Un equipo de investigadores afiliados a múltiples instituciones en Estados Unidos, ha encontrado una posible nueva explicación de la renuencia de algunos padres a vacunar a sus hijos. En su artículo publicado en la revista Nature Human Behavior, el grupo describe su estudio, lo que encontraron y por qué creen haber descubierto una nueva forma de cambiar la mentalidad de los padres reacios a vacunar a sus hijos.

Vacunar a los niños ha sido noticia en los últimos años, ya que algunos padres se han preocupado por los posibles efectos secundarios. Algunos padres creen que las vacunas pueden causar autismo. Tales afirmaciones han sido tomadas en serio por los científicos de la salud, y se han llevado a cabo estudios para determinar si pueden ser ciertas.

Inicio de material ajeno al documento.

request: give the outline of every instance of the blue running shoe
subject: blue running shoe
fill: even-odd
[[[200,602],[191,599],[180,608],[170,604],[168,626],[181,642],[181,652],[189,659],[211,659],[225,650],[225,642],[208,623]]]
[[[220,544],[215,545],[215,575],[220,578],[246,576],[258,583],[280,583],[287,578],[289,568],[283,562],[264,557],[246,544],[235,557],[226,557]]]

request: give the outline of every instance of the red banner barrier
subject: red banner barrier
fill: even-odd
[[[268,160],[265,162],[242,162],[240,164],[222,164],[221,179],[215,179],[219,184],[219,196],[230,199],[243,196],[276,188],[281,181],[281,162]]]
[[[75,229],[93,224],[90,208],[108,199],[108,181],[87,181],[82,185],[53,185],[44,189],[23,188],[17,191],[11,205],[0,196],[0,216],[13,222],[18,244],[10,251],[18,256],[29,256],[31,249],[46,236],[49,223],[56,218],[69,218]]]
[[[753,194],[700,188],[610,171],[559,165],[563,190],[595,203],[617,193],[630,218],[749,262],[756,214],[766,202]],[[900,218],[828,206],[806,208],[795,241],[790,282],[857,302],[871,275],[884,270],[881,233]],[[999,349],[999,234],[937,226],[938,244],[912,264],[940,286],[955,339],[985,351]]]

Hasta la fecha, ninguna evidencia ha encontrado que las afirmaciones sean ciertas, pero todavía existe un grupo de personas que son reacias o se niegan a vacunar a sus hijos. En este nuevo esfuerzo, los investigadores han tomado una nueva mirada al problema para comprender mejor sus razones con la esperanza de que se desarrolle un nuevo enfoque para superar sus preocupaciones.

Para obtener más información, los investigadores enviaron encuestas a 1000 adultos que tenían al menos un niño de 12 años o menos. Se les pidió a los padres que se calificaran a sí mismos en seis valores morales básicos: imparcialidad, autoridad, lealtad, daño, pureza y libertad. Los valores fueron tomados de la Teoría de los Fundamentos Morales, que los psicólogos culturales y sociales han desarrollado para trazar los valores morales a través de las culturas comunes. A cada uno de los padres también se le hicieron preguntas para aprender más sobre sus actitudes hacia la vacunación de los niños.

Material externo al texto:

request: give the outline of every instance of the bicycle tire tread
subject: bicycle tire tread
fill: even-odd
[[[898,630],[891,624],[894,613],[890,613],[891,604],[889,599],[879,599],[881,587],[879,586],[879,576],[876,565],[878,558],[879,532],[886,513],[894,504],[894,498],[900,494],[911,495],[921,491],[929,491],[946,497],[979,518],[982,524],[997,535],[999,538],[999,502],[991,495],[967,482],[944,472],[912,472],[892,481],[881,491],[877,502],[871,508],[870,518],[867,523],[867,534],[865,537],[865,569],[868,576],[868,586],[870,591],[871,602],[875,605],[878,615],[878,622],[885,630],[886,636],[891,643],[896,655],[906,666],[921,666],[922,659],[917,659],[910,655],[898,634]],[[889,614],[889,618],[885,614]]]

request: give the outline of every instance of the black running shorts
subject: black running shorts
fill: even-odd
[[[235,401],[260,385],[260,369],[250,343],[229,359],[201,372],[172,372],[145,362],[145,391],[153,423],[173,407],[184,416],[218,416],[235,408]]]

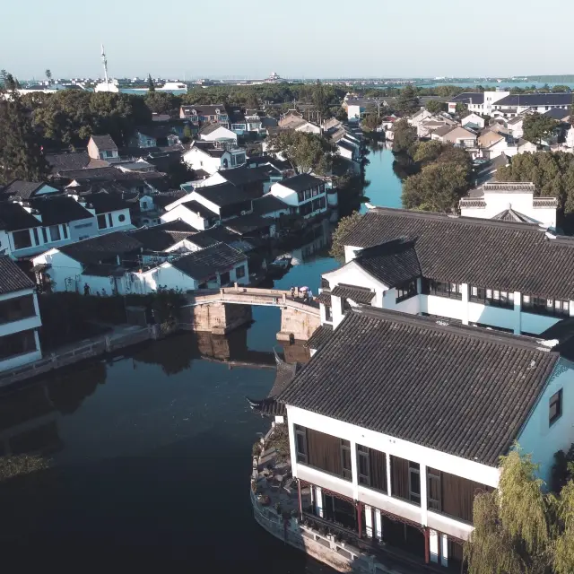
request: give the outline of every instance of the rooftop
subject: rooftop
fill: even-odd
[[[32,280],[8,257],[0,257],[0,295],[33,289]]]
[[[574,299],[574,241],[549,239],[524,223],[375,208],[344,238],[370,248],[404,238],[414,242],[422,276],[454,283]]]
[[[96,147],[100,152],[117,152],[116,142],[114,142],[109,134],[104,134],[103,135],[92,135],[91,140],[96,144]]]
[[[311,176],[309,173],[300,173],[298,176],[287,178],[287,179],[283,179],[279,183],[284,187],[288,187],[289,189],[299,192],[320,186],[323,183],[323,179],[319,179],[318,178]]]
[[[560,356],[537,345],[361,308],[348,311],[279,400],[494,466]]]
[[[170,263],[189,277],[203,281],[215,275],[216,271],[227,271],[246,259],[247,256],[238,249],[225,243],[216,243],[204,249],[184,255]]]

Al estudiar los resultados de la encuesta, los investigadores encontraron que el 73% de los padres que respondieron tenían pocas preocupaciones acerca de las vacunas, mientras que aproximadamente el 11 por ciento calificaron como vacilante y el 16 por ciento como muy vacilante. Pero el equipo también encontró algo más, aquellos padres con una cantidad de vacilación media eran mucho más propensos a valorar altamente la pureza como un valor moral. Y aquellos padres con un alto grado de indecisión eran mucho más propensos a calificar la pureza y la libertad como valores morales altamente valorados; también eran menos propensos a calificar la autoridad como un alto valor moral.

Los investigadores sugieren que sus resultados indican que los esfuerzos para cambiar las mentes de los padres preocupados por los trabajadores de la salud podrían funcionar mejor si redactaran su mensaje de manera que tomara en consideración los valores morales relevantes.